John, here are a couple of photos of the “tension spring”. I used .040" piano wire, bent into an L-shape. After slipping it inside the boom, the short foot of the “L” was inserted, from the bottom, into a pre-drilled hole in the lower front cable drum. I probably should have shortened it more, as it sticks out of the top of the drum, as you can see. I didn’t feel like taking it back out, though, and don’t find that it’s all that objectionable.
The crane can now be turned upside down (good for major derailments of the crane, especially off a couple of my higher bridges) without the boom flopping about, or the cables leaving their assigned places.

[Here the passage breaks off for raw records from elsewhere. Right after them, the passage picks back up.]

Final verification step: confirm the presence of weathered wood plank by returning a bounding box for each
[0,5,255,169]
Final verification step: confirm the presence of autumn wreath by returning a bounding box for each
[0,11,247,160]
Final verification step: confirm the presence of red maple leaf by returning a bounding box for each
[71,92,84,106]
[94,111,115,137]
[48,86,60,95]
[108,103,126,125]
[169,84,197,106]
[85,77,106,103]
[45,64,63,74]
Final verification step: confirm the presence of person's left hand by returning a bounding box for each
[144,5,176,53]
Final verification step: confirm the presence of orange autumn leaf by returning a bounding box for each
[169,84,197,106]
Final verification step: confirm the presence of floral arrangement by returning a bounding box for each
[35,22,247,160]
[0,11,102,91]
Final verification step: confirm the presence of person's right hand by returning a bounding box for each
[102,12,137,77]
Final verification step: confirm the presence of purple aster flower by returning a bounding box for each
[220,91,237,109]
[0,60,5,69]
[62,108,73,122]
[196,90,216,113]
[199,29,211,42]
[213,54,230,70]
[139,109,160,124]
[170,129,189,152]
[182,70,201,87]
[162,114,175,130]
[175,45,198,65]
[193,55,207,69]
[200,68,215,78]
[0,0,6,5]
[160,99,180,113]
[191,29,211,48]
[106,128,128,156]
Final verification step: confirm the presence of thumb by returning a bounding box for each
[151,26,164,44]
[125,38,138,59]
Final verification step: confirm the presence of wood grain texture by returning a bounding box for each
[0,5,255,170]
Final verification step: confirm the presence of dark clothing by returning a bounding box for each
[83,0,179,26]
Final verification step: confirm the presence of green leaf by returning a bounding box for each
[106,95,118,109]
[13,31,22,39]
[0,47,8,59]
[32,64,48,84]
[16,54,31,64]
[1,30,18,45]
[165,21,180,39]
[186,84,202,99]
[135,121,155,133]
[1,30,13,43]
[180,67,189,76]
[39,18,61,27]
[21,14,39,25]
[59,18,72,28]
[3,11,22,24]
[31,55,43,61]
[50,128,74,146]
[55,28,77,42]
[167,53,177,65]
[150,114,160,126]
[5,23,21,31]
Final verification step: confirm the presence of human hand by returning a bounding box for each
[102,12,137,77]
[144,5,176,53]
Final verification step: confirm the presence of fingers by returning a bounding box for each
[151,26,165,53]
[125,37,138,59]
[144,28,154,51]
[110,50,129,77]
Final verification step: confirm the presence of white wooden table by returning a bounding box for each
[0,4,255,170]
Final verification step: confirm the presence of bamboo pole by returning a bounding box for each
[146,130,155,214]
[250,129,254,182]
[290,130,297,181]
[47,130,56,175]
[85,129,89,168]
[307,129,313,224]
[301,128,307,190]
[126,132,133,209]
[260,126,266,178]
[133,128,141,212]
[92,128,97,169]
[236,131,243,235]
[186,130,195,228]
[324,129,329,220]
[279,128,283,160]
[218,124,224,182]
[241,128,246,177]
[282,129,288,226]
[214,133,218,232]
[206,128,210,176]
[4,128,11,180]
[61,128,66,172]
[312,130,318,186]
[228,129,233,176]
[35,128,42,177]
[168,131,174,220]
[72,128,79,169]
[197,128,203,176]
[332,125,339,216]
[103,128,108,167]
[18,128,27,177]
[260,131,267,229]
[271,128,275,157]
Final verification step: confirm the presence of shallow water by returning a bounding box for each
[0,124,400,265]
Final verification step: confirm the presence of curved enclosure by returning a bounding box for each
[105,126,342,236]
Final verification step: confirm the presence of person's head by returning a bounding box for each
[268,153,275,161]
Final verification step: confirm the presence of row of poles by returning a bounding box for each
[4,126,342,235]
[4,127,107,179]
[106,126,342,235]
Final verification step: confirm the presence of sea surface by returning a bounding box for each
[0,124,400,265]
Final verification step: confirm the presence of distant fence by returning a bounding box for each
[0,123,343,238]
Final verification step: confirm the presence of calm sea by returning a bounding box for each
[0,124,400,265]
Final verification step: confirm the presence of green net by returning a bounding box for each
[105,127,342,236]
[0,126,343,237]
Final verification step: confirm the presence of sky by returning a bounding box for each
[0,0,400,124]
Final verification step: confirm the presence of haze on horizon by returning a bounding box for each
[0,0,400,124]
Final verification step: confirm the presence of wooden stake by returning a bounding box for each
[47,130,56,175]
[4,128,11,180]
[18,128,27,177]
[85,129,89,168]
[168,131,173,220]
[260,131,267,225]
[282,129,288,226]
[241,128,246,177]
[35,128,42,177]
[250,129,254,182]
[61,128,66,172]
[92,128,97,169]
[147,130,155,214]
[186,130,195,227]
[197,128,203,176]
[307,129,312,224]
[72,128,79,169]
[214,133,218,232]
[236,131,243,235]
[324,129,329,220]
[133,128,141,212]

Here’s the lower end of the spring…
…and the upper end…
The pressure point on the boom is just to the right of the cabled sheaves in the third photo.
I added the spring after the crane was in-service, and honestly don’t recall how I got the foot of the “L” into the hole. At the time, all of the cables were off their sheaves, so it was possible to lift the boom as much as was necessary, but the hole, from the bottom, is not in a position where the wire could easily have been inserted. There’s a slight chance that the cable drum was put in place, originally, without being cemented, but can’t say for sure. The angle of the wire at the base of the “L” is a bit sharper than 90°, but that’s probably due to where I was able to drill the hole.
This fix has been in place for several years, I think, with no adverse effects on any part of the crane.
I added a similar spring to my Walthers American derr
It looks like the new tension rod rests with downward pressure at the upper end against the cross bracing on the underside of the boom. Is that correct?
BTW, nice steal and update on the ROCO. And a tidy fit along with its idler car on your turntable. How big is the TT?
BTW-II, by the times of your posts, do you ever sleep?
Yes, AHM sold that one for years. I might still have one somewhere, weathered but not otherwise modified. It was “modern” enough looking that I assume it was meant to be a diesel powered prototype.
On the HO Seeker website you can find it in the 1967 AHM catalog, under Covered Hopper/MOW.
The turntable is 89’ long - as big as I could fit into the available real estate…
It’s basically a block of wood mounted on a electric mixer shaft, with Atlas girders stuck on the sides - manually operated.
Longtime nightshift worker - in my blood, I guess.
Normally, the boom is in the lowest position allowed by the length the builder leaves the cables, but it can raise to its highest limit, simply by lifting it. Unfortunately, that action allows all of the cable to come off the sheaves.
It took me a while to learn this — but, IF I think I might need an item anytime in the future I try to get a few, and maybe an extra, for that unknown future project.
Funny thing about those Life-Like/Walthers Scene Masters items. Some things disappeared pretty quickly like those generators and the Massey Ferguson tractors. Other things, like the corn harvesters and the big gears seem to be multiplying.